The rest of October brought more tests, including a PET Scan and an MRI brain scan. At this point our pulmonologist did not know what this mass was, but he knew it needed to come out. He referred us to Dr Handy, who turned out to be one of the best thoracic surgeons in the nation. Nick and I met him on October 30, after what seemed to be a long wait. Due to "lit up" lymph nodes in my PET Scan, he was certain I had cancer (always a possibility, never a probability), but he was careful to not come right out and say it. He did, however, indicate that instead of removing the large, rapidly growing mass in my lung, we needed to get into treatment immediately. He feared that the lung surgery would "put extra miles on me" and may not help my recovery in the long run- if I already had malignant cancer in my body. We scheduled a biopsy, called a mediastinoscopy, for three days later. Dr Handy cut into the base of my neck and using a scope, took tissue samples of my lymph nodes from behind my heart. He reported back to Nick after the hour-long surgery and said, "I really didn't expect to tell you this, but it's not cancer." He very enthusiastically informed me the same in Recovery.

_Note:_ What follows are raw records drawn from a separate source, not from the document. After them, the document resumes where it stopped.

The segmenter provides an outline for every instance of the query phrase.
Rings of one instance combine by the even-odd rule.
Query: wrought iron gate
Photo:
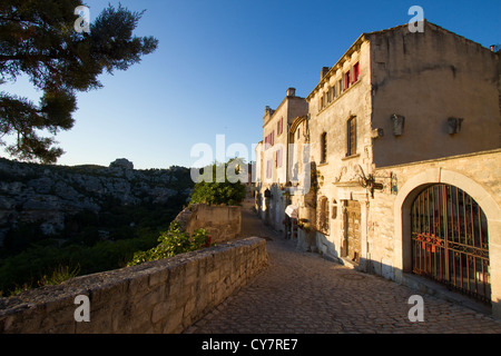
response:
[[[358,201],[346,201],[345,209],[345,246],[346,257],[355,263],[360,263],[361,253],[361,205]]]
[[[411,209],[413,273],[490,303],[488,224],[463,190],[434,185]]]

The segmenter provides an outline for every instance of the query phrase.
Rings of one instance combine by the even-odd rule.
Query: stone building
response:
[[[428,21],[363,33],[306,102],[289,126],[312,181],[288,201],[298,246],[501,316],[499,52]]]
[[[278,108],[273,110],[266,107],[263,117],[263,141],[256,147],[256,204],[262,219],[277,230],[284,228],[285,208],[289,204],[284,190],[291,179],[288,129],[294,119],[307,112],[306,100],[297,97],[294,88],[288,88]]]

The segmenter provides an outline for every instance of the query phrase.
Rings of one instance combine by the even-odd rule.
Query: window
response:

This was 11-02-07.
More story after I sleep for a while...
Posted by Meredith Curteman at 12:01 AM
Tuesday, December 4, 2007
Posted by Nick Curteman at 6:12 PM
Meredith and I were trying to find a way to keep everyone informed as to what is going on with us. Thus was born curtemanity.blogspot.com. I/we/someone will do our best to keep this page up to date with blessings, prayer requests, daily thoughts and medical info. In addition our vigorous readers will also have pictures and videos poured upon them from time to time. We have been blessed beyond our comprehension as to the sheer number of people who care about us. Thank you everyone! We truly feel surrounded by your prayers and support.
We have our first oncology appointment tomorrow at the Oregon Clinic with Dr. Bernstein. We met him briefly in the hospital and he seemed very nice. He told us that he wasn't sure that it is small cell lung cancer. He said that it is a cancer, it is in the lung and it has small cells in it, but wasn't sure that it is "small cell lung cancer." He said that he was handed the best biopsy ever(the whole tumor in a jar). Since this cancer is soooo very rare in young non-smokers he said he was sending out samples to a special oncology lab in Arizona for a second opinion. Tomorrow we should find out exactly what this is, so we can know what to do next.
Dr. Handy (our surgeon) and Dr. Bernestein both said the next step would probably be chemo, but we will find out tomorrow.